0

I have a dataset where i need to search for the 2 variables in it. Both vars should be present, otherwise ignore them.

inputfile.txt:

IFRA-SCN-01001B.brz.com Tower Sales
IFRA-SCN-01001B.brz.com Z$
IFRA-SCN-01001B.brz.com Pre-code$
IFRA-SCN-01001B.brz.com Technical Stuff
IFRA-SCN-01001B.brz.com expired$
IFRA-SCN-01001B.brz.com AA$
IFRA-SCN-01002B.brz.com Build Docs
IFRA-SCN-01002B.brz.com Build Docs

BigFile.txt:

\\IFRA-SCN-01001B.brz.com\ABC PTR,John.Mayn@brz.com
\\IFRA-SCN-01001B.brz.com\ABC PTR,John.Mayn@brz.com
\\IFRA-SCN-01001B.brz.com\bitshare\DOC TRIGGER,Peter.Salez@brz.com
\\IFRA-SCN-01001B.brz.com\bitshare,Peter.Salez@brz.com
\\IFRA-SCN-01001B.brz.com\bitshare\PFM FRAUD,Peter.Salez@brz.com
\\IFRA-SCN-01001B.brz.com\Build Docs,Arlan.Boynoz@brz.com
\\IFRA-SCN-01001B.brz.com\Build Docs,Arlan.Boynoz@brz.com
\\IFRA-SCN-01002B.brz.com\Build Docs,Arlan.Boynoz@brz.com
\\IFRA-SCN-01002B.brz.com\Build Docs,Arlan.Boynoz@brz.com

it is working if i use the actual string but not if assigned to a variable.

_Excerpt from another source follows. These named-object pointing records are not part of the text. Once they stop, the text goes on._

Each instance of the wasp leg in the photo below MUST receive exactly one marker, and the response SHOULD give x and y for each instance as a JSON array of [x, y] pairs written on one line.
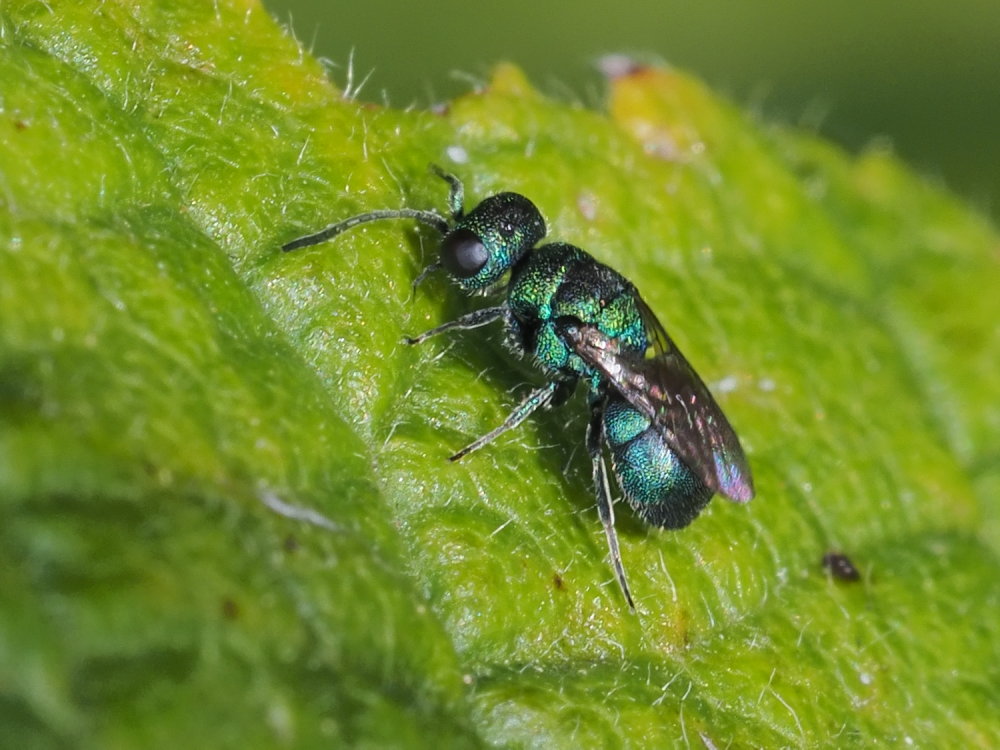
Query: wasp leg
[[595, 442], [533, 401], [473, 319], [435, 266]]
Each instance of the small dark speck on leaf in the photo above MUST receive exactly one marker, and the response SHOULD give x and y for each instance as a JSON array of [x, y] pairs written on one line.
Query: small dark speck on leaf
[[840, 566]]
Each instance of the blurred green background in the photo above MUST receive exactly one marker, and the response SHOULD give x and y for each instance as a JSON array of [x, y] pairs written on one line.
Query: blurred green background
[[921, 74]]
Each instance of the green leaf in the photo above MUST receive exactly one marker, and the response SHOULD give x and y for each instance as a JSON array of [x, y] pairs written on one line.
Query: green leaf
[[227, 517]]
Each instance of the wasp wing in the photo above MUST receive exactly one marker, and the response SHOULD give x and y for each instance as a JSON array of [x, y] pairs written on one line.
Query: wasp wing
[[667, 390]]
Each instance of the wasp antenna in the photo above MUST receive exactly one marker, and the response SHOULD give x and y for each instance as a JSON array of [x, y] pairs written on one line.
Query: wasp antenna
[[430, 218]]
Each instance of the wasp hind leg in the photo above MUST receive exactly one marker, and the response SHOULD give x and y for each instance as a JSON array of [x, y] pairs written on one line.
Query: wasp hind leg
[[595, 442]]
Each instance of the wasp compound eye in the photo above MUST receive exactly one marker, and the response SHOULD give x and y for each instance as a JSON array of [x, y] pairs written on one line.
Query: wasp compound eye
[[463, 254]]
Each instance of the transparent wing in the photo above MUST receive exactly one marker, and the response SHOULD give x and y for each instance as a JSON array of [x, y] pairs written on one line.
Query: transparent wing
[[669, 392]]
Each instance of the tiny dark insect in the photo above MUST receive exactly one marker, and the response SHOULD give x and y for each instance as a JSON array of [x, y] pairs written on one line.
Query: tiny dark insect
[[840, 566], [671, 446]]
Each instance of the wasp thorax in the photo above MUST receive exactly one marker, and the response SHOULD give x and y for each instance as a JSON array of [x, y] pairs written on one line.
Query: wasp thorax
[[491, 238]]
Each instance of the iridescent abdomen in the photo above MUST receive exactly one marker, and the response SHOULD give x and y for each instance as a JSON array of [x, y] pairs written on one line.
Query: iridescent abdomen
[[661, 489]]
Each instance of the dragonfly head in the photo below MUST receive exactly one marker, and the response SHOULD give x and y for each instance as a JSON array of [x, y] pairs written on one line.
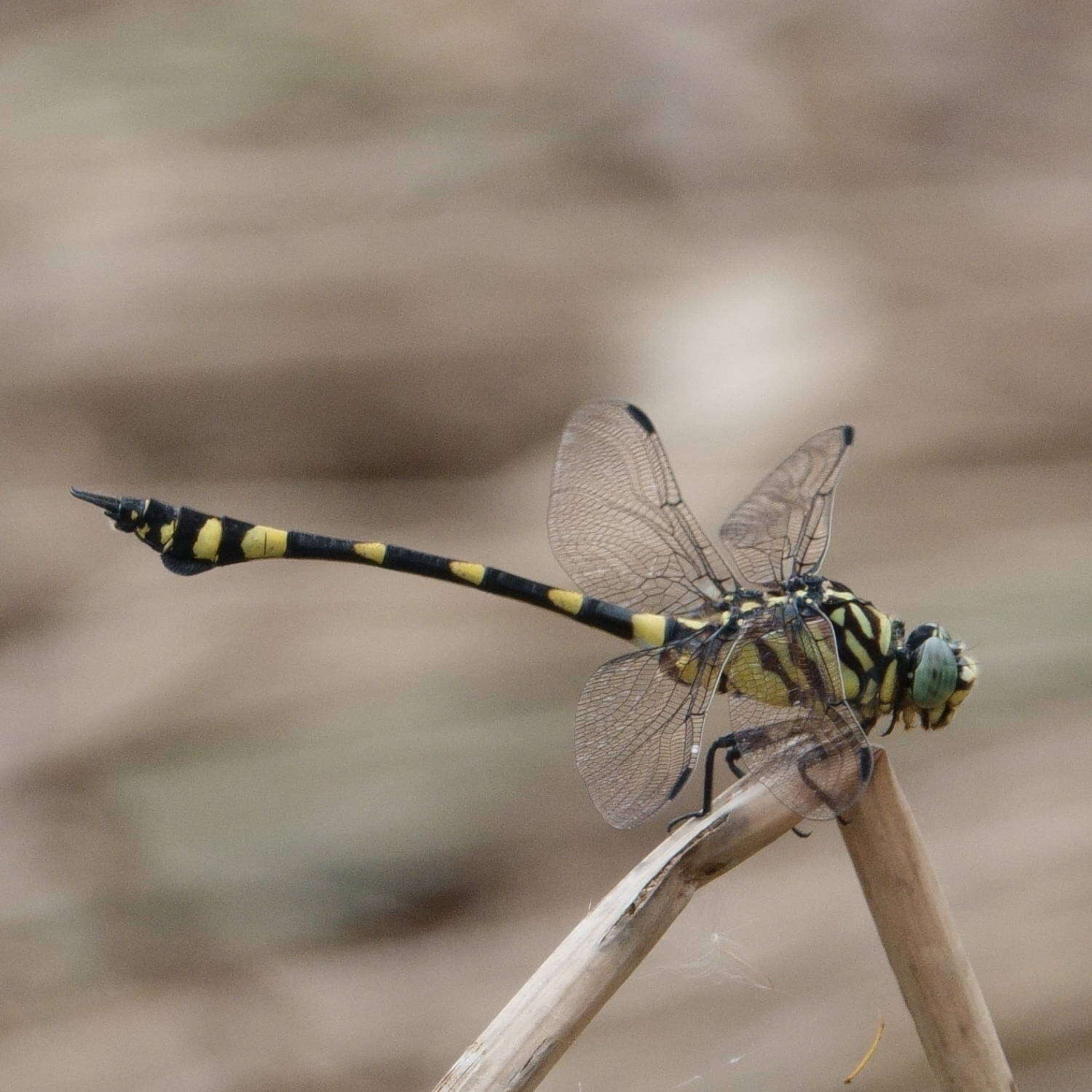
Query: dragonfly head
[[939, 675]]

[root@brzmgmt]$ awk '/Build Docs/{ok=1;s=NR}ok && NR<=s+2 && /IFRA-SCN-01002B.brz.com/{print $0}' BigFile.txt
\\IFRA-SCN-01002B.brz.com\Build Docs,Arlan.Boynoz@brz.com
\\IFRA-SCN-01002B.brz.com\Build Docs,Arlan.Boynoz@brz.com


while read -r zz; do
        var1=`echo $zz | print '{print $1}'`
        var2=`echo $zz | print '{print $2}'`
        awk '/$var2/{ok=1;s=NR}ok && NR<=s+2 && /$va1/{print $0}' BigFile.txt <--NOT_WORKING
        awk -v a=$var1 b=$var2 '/$b//{ok=1;s=NR}ok && NR<=s+2 && /$a/{print $0}' BigFile.txt <--NOT_WORKING
        fi
done < inputfile.txt

any idea what am i missing?

awk '/$var2/{ok=1;s=NR}ok && NR<=s+2 && /$va1/{print $0}' BigFile.txt <--NOT_WORKING
awk -v a=$var1 -v b=$var2 '/$b/{ok=1;s=NR}ok && NR<=s+2 && /$a/{print $0}' BigFile.txt <--NOT_WORKING
gafm
  • 351
  • 1
  • 9
  • `/.../` expects regex. You can use `match($0,"...")` for fixed string. – jhnc Jul 15 '22 at 22:14
  • Are the values supposed to be on same line? Or anywhere in file? Or something else? Why do you test `NR<=s+2` ? – jhnc Jul 15 '22 at 22:18
  • In `awk '/$var2/....'` you are missing that shell and awk variables are very different and that shell variables do not expand when placed between single-quotes. In `awk -v a=$var1 -v b=$var2 '/$b/...'` it looks like you are missing that `$b` would seek the **field** number represented by `b`. Rather you want `b` instead of `$b`. Also `echo $zz | print '{print $1}'` makes no sense. `echo` is fine, but `print '{print $1}'` is confusing at best. – David C. Rankin Jul 16 '22 at 01:22
  • You shouldn't be using a shell `while read` loop at all, you can/should do what you want in a single call to awk. See [why-is-using-a-shell-loop-to-process-text-considered-bad-practice](https://unix.stackexchange.com/questions/169716/why-is-using-a-shell-loop-to-process-text-considered-bad-practice). After accepting an answer to the question you asked about what's wrong with your syntax, if you ask a new question about how to improve your script then we can help you with that. – Ed Morton Jul 16 '22 at 12:34
  • @EdMorton, apologies for not having a good script. wasn't really my forte, but helping myself day by day to improve. – gafm Jul 18 '22 at 10:15
  • No need to apologize, we're all learning every day, I'm just giving you a heads up about some issues beyond those you specifically asked about so you can follow up on them if you like. – Ed Morton Jul 18 '22 at 10:20

2 Answers2

3

I see a number of problems here. First, where you split the fields from inputfile.txt with

while read -r zz; do
    var1=`echo $zz | print '{print $1}'`
    var2=`echo $zz | print '{print $2}'`

When the line is something like "IFRA-SCN-01002B.brz.com Build Docs", var1 will be set correctly, but var2 will only get "Build", not "Build Docs". I assume you want the latter? If so, I'd let read do the splitting for you:

while read -r var1 var2

...which will automatically include any "extra fields" (e.g. "Docs") in the last variable. If you don't want the full remainder of the line, just add an extra variable to hold anything beyond the second field:

while read -r var1 var2 ignoredstuff

See BashFAQ #1: How can I read a file (data stream, variable) line-by-line (and/or field-by-field)?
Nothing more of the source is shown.